J’aborde la question de la liberté d’expression, inscrite dans la Déclaration universelle des droits de l’Homme de 1948, comme défenseur d’un droit précieux auquel peu de mes coreligionnaires peuvent aspirer, et encore moins chérir ou posséder. Nous sommes plus d’un milliard, mais la quasi-totalité d’entre nous vivent sous différentes formes et degrés de dictature et d’oppression. Sauf quelques rares exceptions, comme la Turquie, la Malaisie et l’Indonésie, et, plus récemment, le Pakistan, les musulmans vivent sous la tyrannie de dirigeants comme ceux de l’Iran et de l’Arabie saoudite qui ont utilisé la religion de l’islam comme outil pour garantir leur pouvoir absolu, et fouler aux pieds tous les droits humains de leurs citoyens.
Il ne se passe pas une journée sans qu’on entende parler de violations flagrantes des droits humains des musulmans qui vivent dans ce qu’on appelle les pays islamiques.

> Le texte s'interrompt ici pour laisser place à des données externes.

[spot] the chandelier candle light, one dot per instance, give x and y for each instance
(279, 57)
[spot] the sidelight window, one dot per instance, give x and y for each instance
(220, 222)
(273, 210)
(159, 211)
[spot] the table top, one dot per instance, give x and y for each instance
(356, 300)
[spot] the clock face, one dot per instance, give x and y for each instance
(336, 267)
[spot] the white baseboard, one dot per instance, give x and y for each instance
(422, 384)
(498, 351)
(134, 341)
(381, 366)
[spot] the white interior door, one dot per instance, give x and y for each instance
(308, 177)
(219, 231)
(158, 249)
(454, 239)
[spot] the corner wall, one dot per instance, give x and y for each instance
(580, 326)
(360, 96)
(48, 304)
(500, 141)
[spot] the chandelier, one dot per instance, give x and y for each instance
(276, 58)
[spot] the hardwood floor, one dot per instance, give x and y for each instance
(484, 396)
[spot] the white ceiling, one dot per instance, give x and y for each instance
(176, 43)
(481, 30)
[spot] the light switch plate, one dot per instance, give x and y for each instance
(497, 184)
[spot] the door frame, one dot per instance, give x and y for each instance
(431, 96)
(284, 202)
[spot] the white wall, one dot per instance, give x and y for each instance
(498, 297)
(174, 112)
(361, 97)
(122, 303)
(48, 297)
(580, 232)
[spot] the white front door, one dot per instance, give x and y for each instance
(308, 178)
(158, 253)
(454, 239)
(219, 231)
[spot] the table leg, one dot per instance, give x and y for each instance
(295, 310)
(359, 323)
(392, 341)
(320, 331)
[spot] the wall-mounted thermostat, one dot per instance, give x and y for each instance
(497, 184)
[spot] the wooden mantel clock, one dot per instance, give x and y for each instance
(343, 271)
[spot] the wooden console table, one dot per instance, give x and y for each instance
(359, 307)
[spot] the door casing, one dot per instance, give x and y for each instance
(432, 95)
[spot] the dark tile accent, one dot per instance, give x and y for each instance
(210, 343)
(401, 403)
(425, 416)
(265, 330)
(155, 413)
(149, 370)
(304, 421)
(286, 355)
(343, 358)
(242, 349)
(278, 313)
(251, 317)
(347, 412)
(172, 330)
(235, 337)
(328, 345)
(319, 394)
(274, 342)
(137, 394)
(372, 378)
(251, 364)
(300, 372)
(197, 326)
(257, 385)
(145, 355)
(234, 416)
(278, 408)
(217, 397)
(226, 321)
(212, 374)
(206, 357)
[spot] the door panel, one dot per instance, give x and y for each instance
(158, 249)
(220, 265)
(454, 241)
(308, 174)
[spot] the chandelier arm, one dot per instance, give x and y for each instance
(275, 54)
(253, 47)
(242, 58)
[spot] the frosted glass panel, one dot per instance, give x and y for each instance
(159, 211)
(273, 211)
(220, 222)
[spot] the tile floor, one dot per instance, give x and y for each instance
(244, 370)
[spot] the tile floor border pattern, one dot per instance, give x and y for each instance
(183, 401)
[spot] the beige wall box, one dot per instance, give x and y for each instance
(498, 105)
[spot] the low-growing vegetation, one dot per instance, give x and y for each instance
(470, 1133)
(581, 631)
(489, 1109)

Qu’il s’agisse du meurtre d’honneur de sœurs ou de mères, du harcèlement des gais et d’appel à leur exécution, de l’emprisonnement d’opposants politiques ou d’attaques sur les minorités, nous les musulmans qui vivent en Occident prenons constamment conscience des droits dont nous jouissons comme êtres humains dans les démocraties parlementaires laïques.

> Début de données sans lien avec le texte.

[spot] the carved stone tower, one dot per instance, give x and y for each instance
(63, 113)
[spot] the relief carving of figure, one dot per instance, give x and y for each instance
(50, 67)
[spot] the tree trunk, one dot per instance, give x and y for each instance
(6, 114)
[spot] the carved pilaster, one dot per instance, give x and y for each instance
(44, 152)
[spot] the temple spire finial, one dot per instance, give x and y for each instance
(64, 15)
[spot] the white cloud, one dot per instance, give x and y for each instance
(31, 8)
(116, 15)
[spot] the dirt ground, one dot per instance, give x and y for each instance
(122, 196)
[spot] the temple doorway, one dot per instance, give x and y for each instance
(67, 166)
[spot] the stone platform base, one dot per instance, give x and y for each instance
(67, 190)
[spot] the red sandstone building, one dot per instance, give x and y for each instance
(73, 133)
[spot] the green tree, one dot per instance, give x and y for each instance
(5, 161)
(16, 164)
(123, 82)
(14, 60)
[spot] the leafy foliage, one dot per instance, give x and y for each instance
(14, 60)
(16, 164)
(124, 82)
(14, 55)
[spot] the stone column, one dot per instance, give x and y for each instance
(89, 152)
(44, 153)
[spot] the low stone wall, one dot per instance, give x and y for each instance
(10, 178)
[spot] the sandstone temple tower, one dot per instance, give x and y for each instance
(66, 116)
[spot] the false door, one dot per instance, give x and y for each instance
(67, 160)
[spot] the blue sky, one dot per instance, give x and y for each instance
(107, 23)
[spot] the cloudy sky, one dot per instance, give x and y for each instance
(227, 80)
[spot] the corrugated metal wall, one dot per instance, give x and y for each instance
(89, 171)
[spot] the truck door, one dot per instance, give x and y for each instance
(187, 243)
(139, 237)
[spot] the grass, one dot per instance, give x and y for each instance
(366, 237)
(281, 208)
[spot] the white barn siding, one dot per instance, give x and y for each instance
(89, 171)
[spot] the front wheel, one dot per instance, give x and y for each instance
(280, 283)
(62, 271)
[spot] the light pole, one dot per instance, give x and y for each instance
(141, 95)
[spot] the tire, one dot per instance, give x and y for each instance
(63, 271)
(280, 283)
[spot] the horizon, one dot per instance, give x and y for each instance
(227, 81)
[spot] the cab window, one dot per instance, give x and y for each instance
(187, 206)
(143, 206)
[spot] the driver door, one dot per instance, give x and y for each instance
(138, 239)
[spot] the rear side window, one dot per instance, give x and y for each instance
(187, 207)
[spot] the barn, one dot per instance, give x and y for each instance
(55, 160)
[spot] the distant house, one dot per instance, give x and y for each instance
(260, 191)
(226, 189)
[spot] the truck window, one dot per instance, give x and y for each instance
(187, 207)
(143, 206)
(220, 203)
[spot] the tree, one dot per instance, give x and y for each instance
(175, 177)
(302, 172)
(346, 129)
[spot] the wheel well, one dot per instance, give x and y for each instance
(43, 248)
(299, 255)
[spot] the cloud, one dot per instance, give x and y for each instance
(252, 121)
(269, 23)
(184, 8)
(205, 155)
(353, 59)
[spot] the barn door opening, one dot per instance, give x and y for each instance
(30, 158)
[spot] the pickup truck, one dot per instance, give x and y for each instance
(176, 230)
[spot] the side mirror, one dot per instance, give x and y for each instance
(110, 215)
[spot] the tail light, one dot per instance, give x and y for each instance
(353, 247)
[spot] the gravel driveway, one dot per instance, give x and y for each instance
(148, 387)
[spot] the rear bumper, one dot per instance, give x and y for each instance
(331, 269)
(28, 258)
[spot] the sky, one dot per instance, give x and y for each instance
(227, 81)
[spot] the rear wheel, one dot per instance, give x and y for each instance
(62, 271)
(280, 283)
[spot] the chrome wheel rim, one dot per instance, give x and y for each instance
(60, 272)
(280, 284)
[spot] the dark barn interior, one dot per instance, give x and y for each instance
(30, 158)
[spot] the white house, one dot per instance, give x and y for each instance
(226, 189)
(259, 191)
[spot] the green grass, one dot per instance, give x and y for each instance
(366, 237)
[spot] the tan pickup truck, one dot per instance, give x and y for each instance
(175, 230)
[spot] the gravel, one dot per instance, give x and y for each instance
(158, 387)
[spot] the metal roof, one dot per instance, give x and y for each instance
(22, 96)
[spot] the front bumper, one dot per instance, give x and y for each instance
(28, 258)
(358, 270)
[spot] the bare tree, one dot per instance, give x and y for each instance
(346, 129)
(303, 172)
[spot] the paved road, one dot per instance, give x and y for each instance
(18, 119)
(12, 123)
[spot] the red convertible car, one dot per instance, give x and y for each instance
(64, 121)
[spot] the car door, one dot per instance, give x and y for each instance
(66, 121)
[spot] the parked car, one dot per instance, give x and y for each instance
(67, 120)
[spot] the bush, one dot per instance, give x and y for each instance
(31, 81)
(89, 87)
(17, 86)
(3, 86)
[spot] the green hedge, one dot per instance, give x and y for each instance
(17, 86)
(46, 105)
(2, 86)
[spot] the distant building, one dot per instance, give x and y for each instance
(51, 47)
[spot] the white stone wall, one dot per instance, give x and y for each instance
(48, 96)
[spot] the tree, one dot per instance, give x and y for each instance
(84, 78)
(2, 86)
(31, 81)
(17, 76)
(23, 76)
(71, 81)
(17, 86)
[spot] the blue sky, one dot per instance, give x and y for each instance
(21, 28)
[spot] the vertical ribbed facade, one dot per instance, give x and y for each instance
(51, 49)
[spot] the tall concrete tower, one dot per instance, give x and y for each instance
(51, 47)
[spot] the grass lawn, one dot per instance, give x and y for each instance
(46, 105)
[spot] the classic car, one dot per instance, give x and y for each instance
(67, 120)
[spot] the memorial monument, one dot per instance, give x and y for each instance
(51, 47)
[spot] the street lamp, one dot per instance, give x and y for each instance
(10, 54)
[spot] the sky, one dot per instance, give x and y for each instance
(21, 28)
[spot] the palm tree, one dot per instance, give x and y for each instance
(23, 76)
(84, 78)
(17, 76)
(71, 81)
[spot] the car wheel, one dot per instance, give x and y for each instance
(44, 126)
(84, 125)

C’est notre vie en tant que musulmans en Occident qui nous pousse à être proactifs et à dénoncer la duplicité de l’OCI qui cherche à diluer la Déclaration universelle des droits de l’Homme de 1948 et à lui substituer des soi-disant droits de l’Homme islamiques. Nous sommes alarmés par le fait que non seulement la Déclaration des Nations Unies soit attaquée, mais que le Rapporteur sur la liberté d’expression soit mandaté pour faire rapport sur ceux qui sont assez courageux pour remettre en cause des superstitions médiévales qui défient les normes élémentaires de la raison et du rationalisme. Permettre aux États de l’OCI d’être gardiens des droits humains individuels, c’est comme mettre un renard pour garder les poulets.
La vie dans les pays de l’OCI est la raison pour laquelle des millions de musulmans ont fui et se sont réfugiés en Europe et en Amérique du Nord. Nous sommes les témoins de leur échec. Ils gouvernent leurs populations avec un sens de la légitimité qu’ils croient leur être dévolue par Dieu, et des millions de gens souffrent sous leur tutelle. Je vous demande instamment de ne pas vous laisser influencer par l’offensive de charme de ceux qui prétendent à tort parler au nom des musulmans et de l’islam. Ils ne le font pas, et leur bilan parle de lui-même.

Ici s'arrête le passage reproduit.